5
$\begingroup$

Sometimes it is argued that the gauge symmetry is not a symmetry of the quantum field theory. The Xiao-Gang-Wen argument is as follows.

Gauge symmetry is a redundancy in our description of the system. In quantum systems, gauge symmetry is not a symmetry, in the sense that the gauge transformation does not change any quantum state and is a do-nothing transformation.

Can someone explain why gauge transformation does not change a quantum state?

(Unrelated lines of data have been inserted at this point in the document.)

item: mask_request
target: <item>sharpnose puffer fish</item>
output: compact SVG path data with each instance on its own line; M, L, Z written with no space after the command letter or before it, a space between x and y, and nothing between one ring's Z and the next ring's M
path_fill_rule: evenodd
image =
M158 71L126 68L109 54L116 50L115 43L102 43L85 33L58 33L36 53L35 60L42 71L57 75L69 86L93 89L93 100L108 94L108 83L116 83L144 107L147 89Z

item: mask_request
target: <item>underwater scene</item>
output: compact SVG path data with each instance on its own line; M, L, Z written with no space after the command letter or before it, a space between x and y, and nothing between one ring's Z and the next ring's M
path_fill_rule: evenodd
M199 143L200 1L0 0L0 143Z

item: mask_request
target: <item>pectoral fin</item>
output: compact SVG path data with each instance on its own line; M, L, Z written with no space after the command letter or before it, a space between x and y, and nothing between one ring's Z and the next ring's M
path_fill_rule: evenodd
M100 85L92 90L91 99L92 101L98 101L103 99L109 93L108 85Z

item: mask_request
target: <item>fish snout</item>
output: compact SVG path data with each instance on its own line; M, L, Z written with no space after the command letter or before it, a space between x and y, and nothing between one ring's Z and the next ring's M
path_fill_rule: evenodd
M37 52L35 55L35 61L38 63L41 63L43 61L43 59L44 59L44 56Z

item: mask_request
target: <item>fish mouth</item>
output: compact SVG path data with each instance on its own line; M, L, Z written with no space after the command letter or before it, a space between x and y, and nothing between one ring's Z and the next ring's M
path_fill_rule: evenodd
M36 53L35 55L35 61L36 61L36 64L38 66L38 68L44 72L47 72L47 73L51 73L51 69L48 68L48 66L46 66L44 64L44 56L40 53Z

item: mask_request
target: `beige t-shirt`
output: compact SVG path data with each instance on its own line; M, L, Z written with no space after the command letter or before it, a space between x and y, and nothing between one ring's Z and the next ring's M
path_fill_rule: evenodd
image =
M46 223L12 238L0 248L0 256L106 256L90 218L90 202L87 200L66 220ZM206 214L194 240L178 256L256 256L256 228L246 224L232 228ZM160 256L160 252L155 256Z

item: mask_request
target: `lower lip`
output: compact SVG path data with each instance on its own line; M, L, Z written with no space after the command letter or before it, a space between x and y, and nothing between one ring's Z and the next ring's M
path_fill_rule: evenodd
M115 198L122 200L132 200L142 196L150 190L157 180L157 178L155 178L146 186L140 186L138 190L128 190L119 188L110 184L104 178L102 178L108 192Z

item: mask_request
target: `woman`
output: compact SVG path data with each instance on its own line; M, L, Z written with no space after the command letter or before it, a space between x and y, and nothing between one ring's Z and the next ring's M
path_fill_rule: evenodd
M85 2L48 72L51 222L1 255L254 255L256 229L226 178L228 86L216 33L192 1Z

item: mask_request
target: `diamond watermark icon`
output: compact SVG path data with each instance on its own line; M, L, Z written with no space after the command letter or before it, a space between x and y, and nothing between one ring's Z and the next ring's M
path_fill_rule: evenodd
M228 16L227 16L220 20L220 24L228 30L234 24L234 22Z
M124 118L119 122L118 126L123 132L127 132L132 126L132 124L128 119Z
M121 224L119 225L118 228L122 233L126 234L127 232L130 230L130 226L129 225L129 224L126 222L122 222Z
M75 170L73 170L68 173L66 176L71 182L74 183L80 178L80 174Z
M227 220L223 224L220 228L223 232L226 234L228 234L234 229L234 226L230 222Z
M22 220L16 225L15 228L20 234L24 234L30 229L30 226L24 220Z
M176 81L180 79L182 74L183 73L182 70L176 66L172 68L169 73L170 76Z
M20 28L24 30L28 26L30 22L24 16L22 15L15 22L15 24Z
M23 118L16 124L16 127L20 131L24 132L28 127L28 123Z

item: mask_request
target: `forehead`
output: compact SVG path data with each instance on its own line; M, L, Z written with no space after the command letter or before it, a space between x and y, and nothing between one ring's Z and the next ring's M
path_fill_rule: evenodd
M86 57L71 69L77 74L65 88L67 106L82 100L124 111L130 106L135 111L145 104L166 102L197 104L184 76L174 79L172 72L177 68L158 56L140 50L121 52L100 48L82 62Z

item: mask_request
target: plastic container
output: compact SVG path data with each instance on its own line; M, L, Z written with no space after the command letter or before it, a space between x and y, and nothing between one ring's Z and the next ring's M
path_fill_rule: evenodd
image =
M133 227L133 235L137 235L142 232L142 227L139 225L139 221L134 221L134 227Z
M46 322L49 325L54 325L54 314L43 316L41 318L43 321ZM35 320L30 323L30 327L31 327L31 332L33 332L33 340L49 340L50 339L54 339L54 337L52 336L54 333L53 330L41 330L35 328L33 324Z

If possible and if needed, please answer w.r.t the ${\rm U(1)}$ gauge theory.

$\endgroup$
  • $\begingroup$ @ChiralAnomaly Quantum states, specifically. $\endgroup$ – SRS Apr 5 at 17:30
  • $\begingroup$ @ChiralAnomaly I was after something like " In what sense a global ${\rm U(1)}$ symmetry is not a "do-nothing" transformation but ${\rm U(1)}$ gauge transformation is a "do-nothing" transformation? " JhonDonne 's answer is exactly what I was asking. It was also easy to digest. $\endgroup$ – SRS Apr 12 at 1:41
4
$\begingroup$

This is perhaps easier to see in ordinary quantum mechanics.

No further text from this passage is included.